2. Build an asset policy for each market

Good crypto payment rules start before checkout. A merchant should decide which assets and networks are available in each market, then keep that list simple.

For example, a business may allow USDT on TRON in one market, USDC on Ethereum or Base in another, and Bitcoin for larger invoices. Another business may decide to offer crypto only for business customers, deposits, or international orders. The point is not to support every coin. The point is to support the right payment options with clear records.

An asset policy should answer a few basic questions:

  • Which crypto assets can customers use?
  • Which blockchain networks are supported?
  • Which assets are not accepted?
  • What happens if the customer sends the wrong token or network?
  • How are refunds handled?

These answers help the support team. They also help with SEO and GEO because the public content can explain payment options in plain terms. A page about "crypto payment rules" should not sound like a trading pitch. It should sound like a payment operation that a merchant, accountant, and customer can understand.

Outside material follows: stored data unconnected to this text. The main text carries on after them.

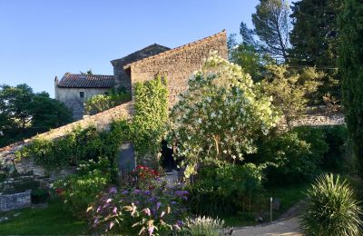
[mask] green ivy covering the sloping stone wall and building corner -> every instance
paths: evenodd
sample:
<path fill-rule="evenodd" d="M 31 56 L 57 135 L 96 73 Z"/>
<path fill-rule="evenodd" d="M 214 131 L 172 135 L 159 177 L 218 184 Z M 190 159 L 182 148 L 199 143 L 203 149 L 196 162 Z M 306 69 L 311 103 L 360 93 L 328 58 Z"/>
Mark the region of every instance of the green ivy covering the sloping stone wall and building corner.
<path fill-rule="evenodd" d="M 56 140 L 35 139 L 16 152 L 18 159 L 34 157 L 36 164 L 47 170 L 98 161 L 107 157 L 116 166 L 115 156 L 122 143 L 132 142 L 139 162 L 145 157 L 155 160 L 160 150 L 163 125 L 168 119 L 168 90 L 166 80 L 157 77 L 134 87 L 135 114 L 132 122 L 111 123 L 109 131 L 97 131 L 94 126 L 76 128 Z"/>

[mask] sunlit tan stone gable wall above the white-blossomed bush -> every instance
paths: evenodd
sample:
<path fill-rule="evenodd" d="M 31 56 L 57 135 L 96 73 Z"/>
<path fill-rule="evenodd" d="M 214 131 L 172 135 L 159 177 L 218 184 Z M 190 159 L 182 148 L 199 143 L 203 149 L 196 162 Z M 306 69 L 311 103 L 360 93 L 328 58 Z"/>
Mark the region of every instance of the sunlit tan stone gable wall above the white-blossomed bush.
<path fill-rule="evenodd" d="M 190 76 L 201 68 L 204 59 L 213 51 L 222 58 L 228 58 L 225 31 L 126 65 L 126 68 L 131 68 L 132 84 L 151 80 L 157 75 L 166 77 L 172 105 L 177 95 L 187 89 Z"/>

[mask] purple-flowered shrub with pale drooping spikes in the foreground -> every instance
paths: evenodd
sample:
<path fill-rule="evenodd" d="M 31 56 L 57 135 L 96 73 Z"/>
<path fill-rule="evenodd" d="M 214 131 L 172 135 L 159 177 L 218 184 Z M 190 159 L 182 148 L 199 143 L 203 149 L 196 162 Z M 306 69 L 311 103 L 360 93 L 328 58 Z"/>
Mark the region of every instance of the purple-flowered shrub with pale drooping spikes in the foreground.
<path fill-rule="evenodd" d="M 168 187 L 161 183 L 152 190 L 136 188 L 118 191 L 115 187 L 103 193 L 89 207 L 94 228 L 114 233 L 165 235 L 179 230 L 188 192 L 180 185 Z"/>

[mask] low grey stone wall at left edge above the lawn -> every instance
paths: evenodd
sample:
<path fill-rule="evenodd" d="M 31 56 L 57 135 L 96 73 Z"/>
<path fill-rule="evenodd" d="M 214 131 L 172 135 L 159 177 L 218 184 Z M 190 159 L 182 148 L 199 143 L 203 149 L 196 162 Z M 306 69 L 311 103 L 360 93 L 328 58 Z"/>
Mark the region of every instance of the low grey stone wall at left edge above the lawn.
<path fill-rule="evenodd" d="M 0 195 L 0 211 L 12 211 L 30 207 L 32 204 L 30 193 L 31 190 L 27 190 L 15 194 Z"/>

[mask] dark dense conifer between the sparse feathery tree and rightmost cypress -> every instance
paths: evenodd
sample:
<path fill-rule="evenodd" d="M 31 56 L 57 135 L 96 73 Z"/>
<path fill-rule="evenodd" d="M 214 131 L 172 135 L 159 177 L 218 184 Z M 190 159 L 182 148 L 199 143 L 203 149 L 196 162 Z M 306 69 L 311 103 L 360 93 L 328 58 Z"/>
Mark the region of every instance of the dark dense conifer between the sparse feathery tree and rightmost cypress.
<path fill-rule="evenodd" d="M 342 0 L 301 0 L 292 6 L 289 64 L 316 66 L 326 74 L 315 103 L 322 103 L 326 93 L 341 98 L 337 69 L 341 4 Z"/>

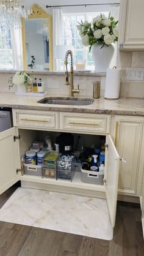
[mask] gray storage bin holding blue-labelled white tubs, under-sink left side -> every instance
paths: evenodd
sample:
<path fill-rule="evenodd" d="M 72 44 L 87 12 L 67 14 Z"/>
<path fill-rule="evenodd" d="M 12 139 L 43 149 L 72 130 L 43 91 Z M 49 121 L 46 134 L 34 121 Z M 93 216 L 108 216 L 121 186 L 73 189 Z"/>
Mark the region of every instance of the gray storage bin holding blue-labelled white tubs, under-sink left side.
<path fill-rule="evenodd" d="M 25 175 L 41 176 L 41 165 L 31 165 L 23 163 L 23 167 Z"/>

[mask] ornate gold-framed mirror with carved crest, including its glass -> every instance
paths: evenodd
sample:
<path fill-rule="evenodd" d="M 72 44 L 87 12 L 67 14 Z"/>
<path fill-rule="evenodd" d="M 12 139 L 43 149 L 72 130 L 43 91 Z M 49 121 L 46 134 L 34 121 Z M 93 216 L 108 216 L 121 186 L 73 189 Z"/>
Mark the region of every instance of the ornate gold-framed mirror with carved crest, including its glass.
<path fill-rule="evenodd" d="M 31 10 L 32 14 L 22 19 L 24 70 L 52 70 L 52 16 L 38 4 Z"/>

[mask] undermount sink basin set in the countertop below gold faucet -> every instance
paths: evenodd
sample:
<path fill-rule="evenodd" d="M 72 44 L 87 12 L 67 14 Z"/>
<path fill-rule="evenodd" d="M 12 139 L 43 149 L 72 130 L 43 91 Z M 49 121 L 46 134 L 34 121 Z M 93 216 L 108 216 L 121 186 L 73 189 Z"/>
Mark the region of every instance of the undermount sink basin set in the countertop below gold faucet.
<path fill-rule="evenodd" d="M 42 104 L 57 104 L 57 105 L 90 105 L 93 103 L 93 99 L 81 99 L 81 98 L 67 98 L 67 97 L 46 97 L 38 101 Z"/>

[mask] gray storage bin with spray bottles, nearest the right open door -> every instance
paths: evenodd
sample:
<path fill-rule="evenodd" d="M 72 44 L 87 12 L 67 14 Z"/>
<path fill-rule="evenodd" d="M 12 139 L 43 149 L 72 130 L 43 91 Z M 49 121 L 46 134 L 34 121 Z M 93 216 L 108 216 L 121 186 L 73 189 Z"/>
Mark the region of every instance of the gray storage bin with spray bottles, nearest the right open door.
<path fill-rule="evenodd" d="M 83 183 L 103 185 L 104 174 L 99 171 L 84 170 L 81 167 L 81 181 Z"/>

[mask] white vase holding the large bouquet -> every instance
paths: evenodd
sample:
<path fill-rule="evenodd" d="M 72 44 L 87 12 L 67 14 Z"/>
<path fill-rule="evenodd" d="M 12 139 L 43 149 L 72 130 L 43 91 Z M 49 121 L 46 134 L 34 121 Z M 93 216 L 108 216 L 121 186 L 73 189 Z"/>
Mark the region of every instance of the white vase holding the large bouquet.
<path fill-rule="evenodd" d="M 95 72 L 106 72 L 109 69 L 114 50 L 113 45 L 104 45 L 103 48 L 101 45 L 93 45 L 92 55 L 95 62 Z"/>

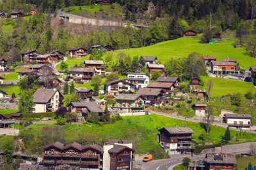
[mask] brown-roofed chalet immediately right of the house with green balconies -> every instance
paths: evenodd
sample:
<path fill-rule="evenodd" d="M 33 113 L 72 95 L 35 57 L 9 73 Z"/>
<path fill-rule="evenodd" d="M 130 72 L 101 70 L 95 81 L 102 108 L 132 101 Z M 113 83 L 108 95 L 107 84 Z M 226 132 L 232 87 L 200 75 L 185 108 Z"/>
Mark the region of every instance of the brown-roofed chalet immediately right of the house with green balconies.
<path fill-rule="evenodd" d="M 136 92 L 136 94 L 145 98 L 146 104 L 161 104 L 164 99 L 164 90 L 163 89 L 150 89 L 150 88 L 142 88 Z"/>

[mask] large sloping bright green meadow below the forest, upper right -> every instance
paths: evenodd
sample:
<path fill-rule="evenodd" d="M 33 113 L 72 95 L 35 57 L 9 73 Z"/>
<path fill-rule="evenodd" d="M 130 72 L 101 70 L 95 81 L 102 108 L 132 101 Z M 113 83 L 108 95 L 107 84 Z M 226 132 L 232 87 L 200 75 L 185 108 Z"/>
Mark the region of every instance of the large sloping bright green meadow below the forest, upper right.
<path fill-rule="evenodd" d="M 158 61 L 164 64 L 168 62 L 170 57 L 179 58 L 188 56 L 192 52 L 198 52 L 202 55 L 216 56 L 217 60 L 224 58 L 237 59 L 239 66 L 243 69 L 256 66 L 256 59 L 246 55 L 244 48 L 234 48 L 234 40 L 223 39 L 220 43 L 214 43 L 214 45 L 200 44 L 198 41 L 199 39 L 195 38 L 178 38 L 152 46 L 114 51 L 113 56 L 115 57 L 120 52 L 125 52 L 131 57 L 136 55 L 156 56 Z"/>

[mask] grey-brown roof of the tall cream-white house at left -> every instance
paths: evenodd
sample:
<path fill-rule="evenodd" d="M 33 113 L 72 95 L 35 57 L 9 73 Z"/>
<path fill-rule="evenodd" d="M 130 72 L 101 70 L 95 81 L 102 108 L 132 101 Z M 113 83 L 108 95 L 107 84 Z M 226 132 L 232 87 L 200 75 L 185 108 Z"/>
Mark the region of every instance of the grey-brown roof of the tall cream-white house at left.
<path fill-rule="evenodd" d="M 52 96 L 57 92 L 58 90 L 54 89 L 37 89 L 34 93 L 34 103 L 48 103 Z"/>

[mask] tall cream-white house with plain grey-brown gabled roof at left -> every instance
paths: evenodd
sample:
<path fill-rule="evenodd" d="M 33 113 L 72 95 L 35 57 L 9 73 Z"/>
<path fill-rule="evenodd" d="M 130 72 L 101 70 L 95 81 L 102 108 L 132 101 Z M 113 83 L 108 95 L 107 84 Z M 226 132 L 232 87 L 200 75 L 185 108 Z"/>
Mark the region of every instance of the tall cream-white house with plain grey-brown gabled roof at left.
<path fill-rule="evenodd" d="M 63 104 L 63 96 L 56 89 L 37 89 L 33 95 L 33 113 L 53 112 Z"/>

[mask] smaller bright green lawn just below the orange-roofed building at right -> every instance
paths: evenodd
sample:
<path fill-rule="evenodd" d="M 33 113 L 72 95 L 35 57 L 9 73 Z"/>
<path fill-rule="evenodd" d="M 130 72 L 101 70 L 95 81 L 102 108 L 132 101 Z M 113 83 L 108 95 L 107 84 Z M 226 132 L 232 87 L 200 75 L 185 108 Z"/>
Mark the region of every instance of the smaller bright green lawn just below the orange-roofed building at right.
<path fill-rule="evenodd" d="M 204 81 L 204 88 L 209 80 L 213 81 L 213 88 L 211 92 L 211 97 L 220 97 L 227 94 L 234 94 L 234 92 L 240 92 L 245 94 L 249 90 L 255 92 L 253 84 L 250 82 L 244 82 L 239 80 L 232 80 L 227 78 L 213 78 L 209 76 L 201 76 L 202 81 Z"/>

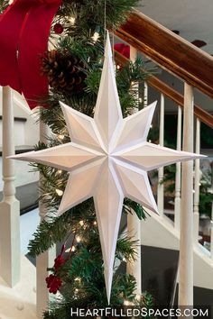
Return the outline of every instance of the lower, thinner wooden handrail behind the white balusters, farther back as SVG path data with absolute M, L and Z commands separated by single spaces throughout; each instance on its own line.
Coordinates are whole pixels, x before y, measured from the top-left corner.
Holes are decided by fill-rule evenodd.
M 117 51 L 115 51 L 115 59 L 116 63 L 122 66 L 125 66 L 130 61 Z M 181 95 L 181 93 L 175 91 L 172 87 L 162 82 L 162 80 L 160 80 L 159 78 L 154 76 L 149 77 L 147 79 L 147 83 L 149 86 L 154 87 L 155 89 L 160 91 L 164 96 L 170 98 L 171 101 L 175 102 L 176 105 L 184 107 L 184 97 Z M 207 124 L 210 128 L 213 129 L 213 115 L 203 110 L 199 105 L 194 105 L 194 114 L 199 118 L 201 122 Z

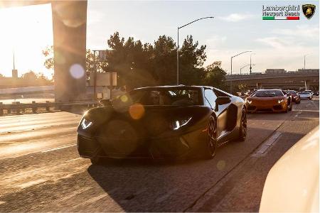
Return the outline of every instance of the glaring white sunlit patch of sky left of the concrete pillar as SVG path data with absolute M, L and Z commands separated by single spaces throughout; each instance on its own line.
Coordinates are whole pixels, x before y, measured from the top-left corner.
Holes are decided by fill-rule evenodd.
M 11 77 L 13 54 L 18 75 L 28 70 L 51 78 L 44 67 L 42 50 L 53 45 L 50 4 L 0 9 L 0 73 Z

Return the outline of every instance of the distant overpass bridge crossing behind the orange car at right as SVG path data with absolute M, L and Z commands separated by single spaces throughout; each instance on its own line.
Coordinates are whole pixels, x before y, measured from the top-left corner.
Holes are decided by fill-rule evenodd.
M 319 69 L 298 70 L 283 73 L 252 72 L 251 74 L 226 75 L 227 84 L 233 84 L 233 91 L 239 85 L 247 89 L 314 89 L 319 90 Z

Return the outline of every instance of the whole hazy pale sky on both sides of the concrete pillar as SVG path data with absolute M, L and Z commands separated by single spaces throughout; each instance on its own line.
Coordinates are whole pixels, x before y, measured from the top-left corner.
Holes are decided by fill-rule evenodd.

A hosted crypto payment link can help because it gives each customer a single place to review the amount, asset, network, address, and status. That is usually safer than sending wallet instructions in chat or email.

3. Keep records ready for review

When rules are changing, records become more important. A merchant should be able to show what happened during payment without searching through wallets, screenshots, and support messages.

At minimum, each crypto payment record should include the order or invoice ID, fiat amount, selected asset, selected network, deposit address, transaction hash, payment status, timestamp, customer-facing instructions, and settlement result. If a webhook updates the order, that event should be stored too.

This record does not solve every compliance question. But it gives the business a clean starting point. Finance can reconcile the order. Support can answer the customer. Developers can debug payment status. Advisers can review what the merchant actually offered at checkout.

Merchants should also keep local options flexible. If one market needs a narrower asset list, the checkout should support that. If another market asks for more stablecoin choices, the business can add them later. Good records make those changes less risky.

With MakePay settlement tools and clear supported currency pages, merchants can keep payment instructions, wallet settlement, and operational records organized without turning every payment into a manual support task.

Conclusion

Crypto payment rules in Islamic finance markets are still developing. The important step for merchants is not to guess the final answer. It is to prepare a checkout flow that is factual, careful, and easy to review.

Start with clear payment links, a simple asset policy, market-specific payment options, and strong records. That gives customers a better payment experience while helping the business stay ready as local rules and expectations change.

MakePay is built for merchants that want this kind of structure: hosted checkout, direct wallet-focused settlement, webhook status updates, and payment records that make crypto payments easier to operate across different markets.

FAQ

What are crypto payment rules for merchants?

Crypto payment rules are the legal, banking, tax, market, and trust requirements that affect how a merchant can offer crypto at checkout and keep payment records.

Should a merchant claim a crypto payment is Sharia-compliant?

A merchant should not make that claim unless it has been reviewed by qualified local advisers. Checkout copy should stay factual and show the exact asset, network, amount, and payment status.

Why does an asset policy matter for crypto checkout?

An asset policy tells customers and support teams which tokens and networks are accepted, which are not accepted, and what happens when a payment is sent incorrectly.

How can MakePay help merchants prepare for changing payment rules?

MakePay helps merchants use hosted payment links, clear checkout instructions, direct wallet-focused settlement, payment status, webhooks, and records that are easier to review.